San Jose Sharks
BREAKING: Sharks, Kane Reach Settlement
It’s really over.
Like, really over.
The San Jose Sharks announced today that they had reached a settlement with Evander Kane, in regards to the team’s termination of Kane’s Sharks contract last January. The NHLPA had filed a grievance on Kane’s behalf, but this agreement takes care of that.
“The San Jose Sharks have reached an agreement with Evander Kane regarding the termination of his NHL Standard Player Contract,” the team stated in a press release. “The agreement has been approved by the NHL and the NHL Players’ Association. We are satisfied that its terms will not adversely impact the team, either financially or competitively, in this or future seasons.”
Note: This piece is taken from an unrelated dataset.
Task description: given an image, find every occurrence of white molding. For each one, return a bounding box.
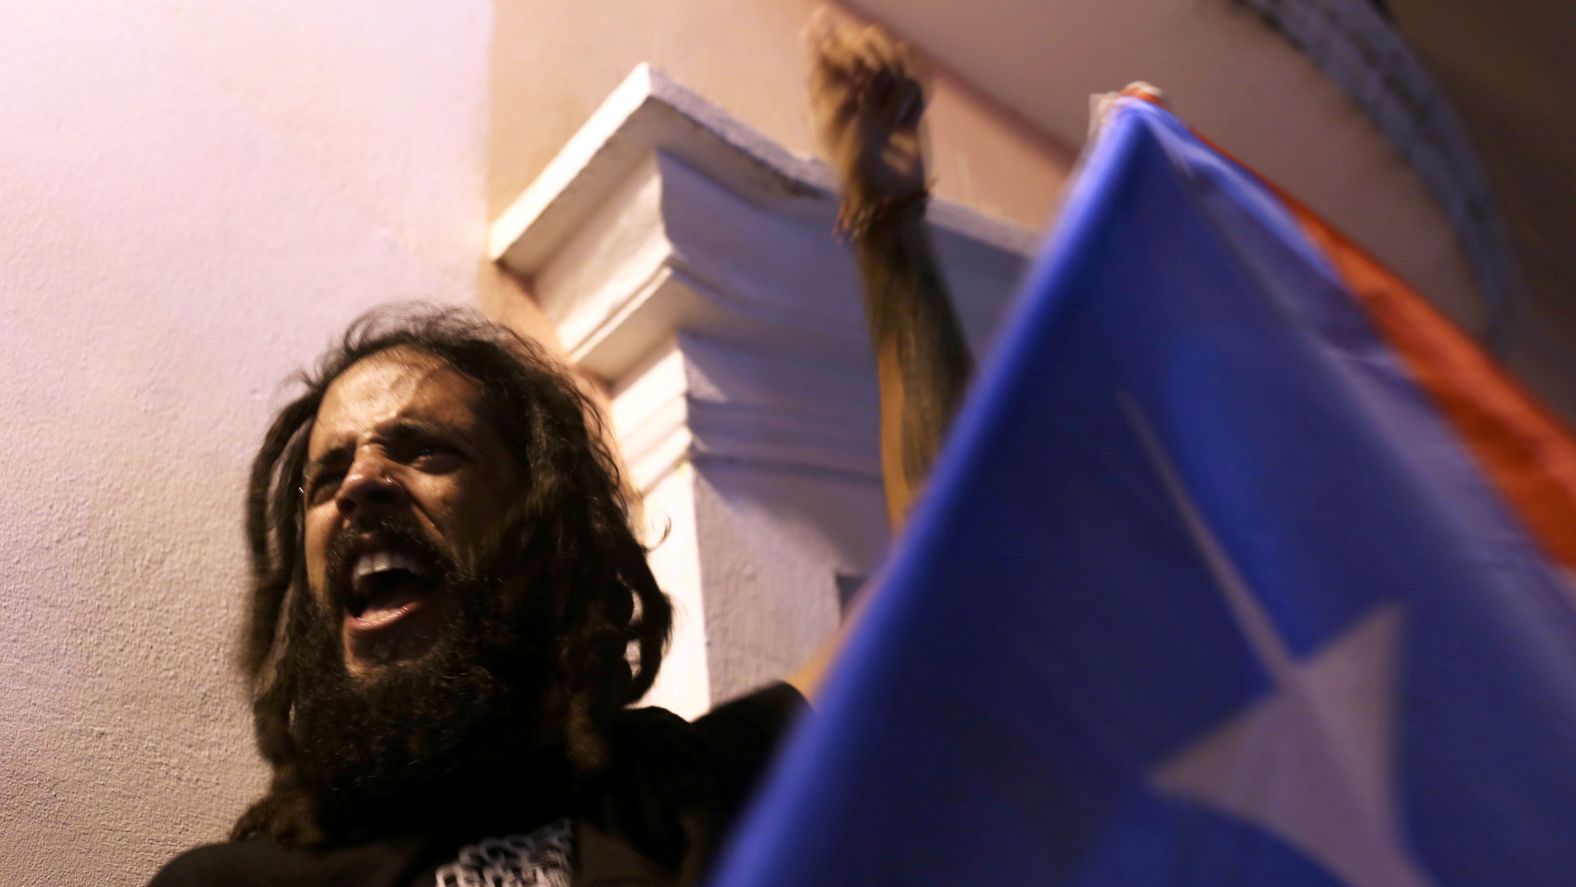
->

The last point, of course, is critical to the San Jose Sharks, and Elliotte Friedman and Frank Seravalli provided further clarity on the point:
Sounds like Evander Kane will receive a one-time payment from #sjsharks and the cap penalty for San Jose will be retroactively applied to last season's salary cap.#sjsharks ended last season with just under $5 million in space, according to @CapFriendly.
— Frank Seravalli (@frank_seravalli) September 16, 2022
Sorry, let me correct that: On Evander Kane: original SJ deal was $19M in cash over next three years. Current EDM deal is $16.5M over next three years. It is believed settlement will address that gap
— Elliotte Friedman (@FriedgeHNIC) September 16, 2022
Essentially, it sounds as if the San Jose Sharks have somehow escaped present and future cap penalties from the Kane contract by paying him the difference between what they owed him and what he’s making with Edmonton now — and somehow applying that cap hit backwards.
So the Sharks basically have got away with Kane’s contract scot-free, save for about $2.5 million dollars of real money but zero meaningful cap penalties.
The most similar recent incident was the Mike Richards’ settlement seven years ago, and according to Friedman back then, teams were howling about how the Los Angeles Kings got out of Richards’s contract with minimal cap penalties. San Jose got a much better deal than Los Angeles here.
The San Jose Sharks, including Mike Grier, have no further comment on this settlement at this time.
San Jose Hockey Now has reached out to other teams to gauge their receptiveness to this settlement.
Deputy commissioner Bill Daly told SJHN: “The League is obviously comfortable with the terms of the settlement and has approved it. If we had had CBA concerns, we would not have signed off on the settlement.”
Kane’s agent Dan Milstein declined comment.